Yeasts have high morphological divergence. They are unicellular eukaryotic fungi, with many cellular differences from bacteria. The most significant difference is its size at 5×10 µm in comparison to bacteria at 0.5 x 5 µm. This includes a nucleus, Golgi apparatus, mitochondria, endoplasmic reticulum, vacuole, and a cytoskeleton! All are key characteristics of eukaryotic cells.
Ironically at the visual level, yeast can be easily mistaken for bacteria since their colony morphology can appear very similar. Like bacteria, they are also defined by the characteristics of culture condition, colony shape, colony elevation, colony edge, colony size, colony surface type, colony opacity, colony color, and any other defining characteristics.
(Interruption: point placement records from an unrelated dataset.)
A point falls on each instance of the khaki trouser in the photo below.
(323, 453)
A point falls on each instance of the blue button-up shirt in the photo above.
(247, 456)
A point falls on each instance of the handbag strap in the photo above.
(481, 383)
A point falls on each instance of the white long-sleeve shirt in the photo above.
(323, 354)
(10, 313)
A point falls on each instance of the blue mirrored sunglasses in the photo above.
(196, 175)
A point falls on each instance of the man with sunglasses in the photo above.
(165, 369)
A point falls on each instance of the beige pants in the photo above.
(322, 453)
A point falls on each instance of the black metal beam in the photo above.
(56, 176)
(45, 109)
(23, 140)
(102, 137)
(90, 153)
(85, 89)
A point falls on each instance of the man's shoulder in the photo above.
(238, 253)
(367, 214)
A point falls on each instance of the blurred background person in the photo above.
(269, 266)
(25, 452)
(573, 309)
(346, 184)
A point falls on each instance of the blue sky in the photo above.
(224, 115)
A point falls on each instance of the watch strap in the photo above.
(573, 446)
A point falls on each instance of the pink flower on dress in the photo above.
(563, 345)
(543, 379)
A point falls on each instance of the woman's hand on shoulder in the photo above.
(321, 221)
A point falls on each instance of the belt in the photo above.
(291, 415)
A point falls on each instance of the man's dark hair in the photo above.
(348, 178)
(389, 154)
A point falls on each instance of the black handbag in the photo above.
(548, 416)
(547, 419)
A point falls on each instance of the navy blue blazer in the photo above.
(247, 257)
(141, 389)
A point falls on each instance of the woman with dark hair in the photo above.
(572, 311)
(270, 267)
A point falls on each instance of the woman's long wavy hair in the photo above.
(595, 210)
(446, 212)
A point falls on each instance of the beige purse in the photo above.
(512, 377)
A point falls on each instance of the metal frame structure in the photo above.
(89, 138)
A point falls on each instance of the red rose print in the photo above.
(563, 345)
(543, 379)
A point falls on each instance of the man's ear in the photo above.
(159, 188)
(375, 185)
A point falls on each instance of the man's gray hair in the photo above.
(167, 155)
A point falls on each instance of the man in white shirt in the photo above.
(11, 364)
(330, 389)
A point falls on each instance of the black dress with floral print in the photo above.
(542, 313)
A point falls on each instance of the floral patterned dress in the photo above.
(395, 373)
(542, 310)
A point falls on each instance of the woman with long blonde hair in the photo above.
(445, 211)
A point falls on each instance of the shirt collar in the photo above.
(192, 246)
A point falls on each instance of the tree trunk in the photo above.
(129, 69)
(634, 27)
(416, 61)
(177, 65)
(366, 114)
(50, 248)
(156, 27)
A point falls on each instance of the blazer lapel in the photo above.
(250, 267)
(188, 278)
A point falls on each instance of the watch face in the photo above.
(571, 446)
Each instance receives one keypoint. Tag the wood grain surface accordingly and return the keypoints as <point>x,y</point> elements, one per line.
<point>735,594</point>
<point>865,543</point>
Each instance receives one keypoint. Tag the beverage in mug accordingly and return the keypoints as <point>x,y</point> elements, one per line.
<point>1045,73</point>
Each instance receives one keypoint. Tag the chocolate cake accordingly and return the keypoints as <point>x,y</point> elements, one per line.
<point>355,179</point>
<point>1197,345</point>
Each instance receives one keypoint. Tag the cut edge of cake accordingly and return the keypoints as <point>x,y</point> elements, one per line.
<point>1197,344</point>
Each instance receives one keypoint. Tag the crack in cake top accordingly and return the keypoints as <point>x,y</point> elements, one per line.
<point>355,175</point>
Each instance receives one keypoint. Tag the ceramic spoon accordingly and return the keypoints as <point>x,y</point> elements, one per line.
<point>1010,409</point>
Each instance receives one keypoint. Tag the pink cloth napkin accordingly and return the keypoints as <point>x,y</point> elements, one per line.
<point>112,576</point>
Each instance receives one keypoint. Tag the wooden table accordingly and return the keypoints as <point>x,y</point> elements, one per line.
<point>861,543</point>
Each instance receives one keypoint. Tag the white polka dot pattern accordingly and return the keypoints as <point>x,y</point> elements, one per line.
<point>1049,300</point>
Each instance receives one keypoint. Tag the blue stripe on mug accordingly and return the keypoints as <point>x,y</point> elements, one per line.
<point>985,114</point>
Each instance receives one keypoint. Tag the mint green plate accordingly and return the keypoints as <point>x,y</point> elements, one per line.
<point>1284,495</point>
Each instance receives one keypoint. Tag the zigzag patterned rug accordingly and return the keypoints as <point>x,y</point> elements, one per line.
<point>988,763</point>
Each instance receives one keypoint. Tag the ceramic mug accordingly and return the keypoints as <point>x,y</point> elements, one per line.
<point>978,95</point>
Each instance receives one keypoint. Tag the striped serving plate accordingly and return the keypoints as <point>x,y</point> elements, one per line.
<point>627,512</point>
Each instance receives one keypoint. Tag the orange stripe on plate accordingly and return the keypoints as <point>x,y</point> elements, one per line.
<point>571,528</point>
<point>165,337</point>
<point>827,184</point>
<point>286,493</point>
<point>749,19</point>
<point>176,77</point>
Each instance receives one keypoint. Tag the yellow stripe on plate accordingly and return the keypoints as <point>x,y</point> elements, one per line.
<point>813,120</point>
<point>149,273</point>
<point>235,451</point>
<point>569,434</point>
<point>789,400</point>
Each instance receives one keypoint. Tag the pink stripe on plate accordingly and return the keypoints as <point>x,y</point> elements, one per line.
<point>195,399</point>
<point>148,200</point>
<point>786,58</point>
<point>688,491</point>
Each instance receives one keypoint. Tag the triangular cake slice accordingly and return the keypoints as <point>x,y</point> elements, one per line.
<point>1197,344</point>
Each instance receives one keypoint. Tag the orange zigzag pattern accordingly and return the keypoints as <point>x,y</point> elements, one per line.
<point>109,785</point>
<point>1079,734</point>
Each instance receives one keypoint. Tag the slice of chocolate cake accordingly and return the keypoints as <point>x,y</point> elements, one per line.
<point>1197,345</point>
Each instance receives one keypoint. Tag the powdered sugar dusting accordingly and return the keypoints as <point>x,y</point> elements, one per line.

Let us look at the image on the left. This organism was successfully identified as Rhodotorula mucilaginosa. Looking at the sample, it is understandable how this can be mistaken for bacteria. If we go through their colony morphologies, they appear to be Sabouraud Dextrose Agar (SDA) 35 °C, circular, raised, smooth, small, glistening, opaque, and pink colony types.
Looking at just the colony morphology description, the similarities between Rhodotorula mucaliginosa and Rhodococcus fasciens are very similar. On an exclusively visual level, it would be very difficult to determine that Rhodotorula was yeast. However, there are some indicators from our morphology description that helps! SDA is a common media type that is used for the subculture of both filamentous fungi and yeast isolates. Pink circular colonies on SDA are a common characteristic of all Rhodoturula species. This is because its distinct color blocks out wavelengths of light (620-750 nm) that can be damaging to the cell itself. Other yeasts have different characteristics or phenotype testing that can help determine if the sample is yeast or not .
MALDI-TOF is an inexpensive option for identifying unknown organisms that we can test to determine an accurate identification regardless of if your sample is a yeast or bacteria. If Biolog Lab Services can get enough growth, our lab can speciate and differentiate between bacteria and yeasts with no change to the sample submission! Click this link for an example report of MALDI for both yeast AND bacteria!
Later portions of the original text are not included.